Nicht weniger eigenartig ist der Faschisierungsprozess in Österreich. Vor dem Artilleriefeuer auf Wien trug das Dollfußregime noch ausgesprochen bonapartistischen Charakter; der Bevollmächtigte der Großbourgeoisie, dem eine Massenbasis fehlte, spielte die Rolle des geharnischten Schiedsrichters zwischen den Lagern der Sozialdemokratie, der Nationalsozialisten und der Austrofaschisten vom provinziell bäuerlichen Typus. Dies Antagonismendreieck plus Italiens und Frankreichs Unterstützung sicherte Dollfuß eine bedeutend größere Stabilität, als es bei den Equilibristen gleichen Schlages in den anderen Ländern der Fall war. Die Zerschlagung der österreichischen Nazi war nur möglich dank der wohlwollenden Neutralität der Sozialdemokratie. Die Zerschlagung dieser letzteren führte, indem sie das spezifische Gewicht der Heimwehren erhöhte, faktisch zur Aufrichtung eines faschistischen Regimes, in dem Dollfuß die Überreste des bonapartistischen Erbes verkörpert. Ob Dollfuß durch Starhemberg ersetzt werden wird, ist für die Beurteilung des Regimes eine Frage dritten Ranges. Man vergesse nicht, dass auch im deutschen Faschismus, dessen Echtheit niemand bestreiten wird. Hindenburg und sein Anhang geblieben sind und bis auf den heutigen Tag noch die Tradition jener Periode vertreten, wo der Präsident der Republik auf bonapartistische Weise der Weimarer Verfassung die Achse ausbrach und dem Faschismus das Tor öffnete

Weiter oben ist gesagt, der Bonapartismus faschistischen Ursprungs sei ungleich stabiler als die bonapartistischen Vorbeugungsexperimente, zu denen die Großbourgeoisie in der Hoffnung greift, das faschistische Blutvergießen zu vermeiden.

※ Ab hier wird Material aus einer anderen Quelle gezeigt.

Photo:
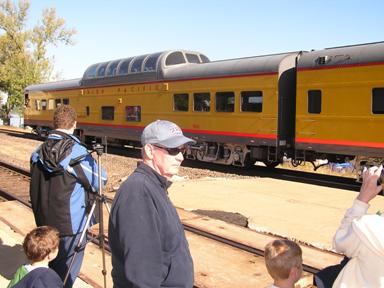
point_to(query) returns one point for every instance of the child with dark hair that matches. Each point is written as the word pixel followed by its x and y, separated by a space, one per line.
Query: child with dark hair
pixel 40 246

Allein, noch wichtiger – sowohl vom theoretischen wie vom praktischen Standpunkt aus – ist es zu unterstreichen, dass die Tatsache allein der Verwandlung des Faschismus in Bonapartismus den Anfang seines Endes ankündigt. Wie lange der Verfall des Faschismus dauern, und in welchem Augenblick seine Krankheit in Agonie um schlagen wird, das hängt von vielen inneren und äußeren Ursachen ab. Doch bereitet das Verlöschen der konterrevolutionären Aktivität des Kleinbürgertums, seine Enttäuschung und sein Zerfall, das Nachlassen seiner Attacke auf das Proletariat tun neue revolutionäre Möglichkeiten auf. Die ganze Geschichte ist ein Beweis dafür, dass man das Proletariat mit bloßer Hilfe des Polizeiapparats unmöglich dauernd in Fesseln halten kann. Allerdings bezeugt die italienische Erfahrung, dass das psychologische Erbe der erlebten grandiosen Katastrophe sich in den Arbeitermassen viel länger hält als das politische Kräfteverhältnis. das die Katastrophe erzeugte. Aber die psychische Trägheitswirkung der Niederlage ist keine verlässliche Stütze. Sie kann unversehens unter der Wirkung eines heftigen Stoßes zusammenbrechen. So ein Stoß könnte für Italien. Deutschland. Österreich und die anderen Länder der erfolgreiche Kampf des französischen Proletariats sein.

Der revolutionäre Schlüssel zur Lage Europas und der ganzen Welt befindet sich jetzt vor allem in Frankreich!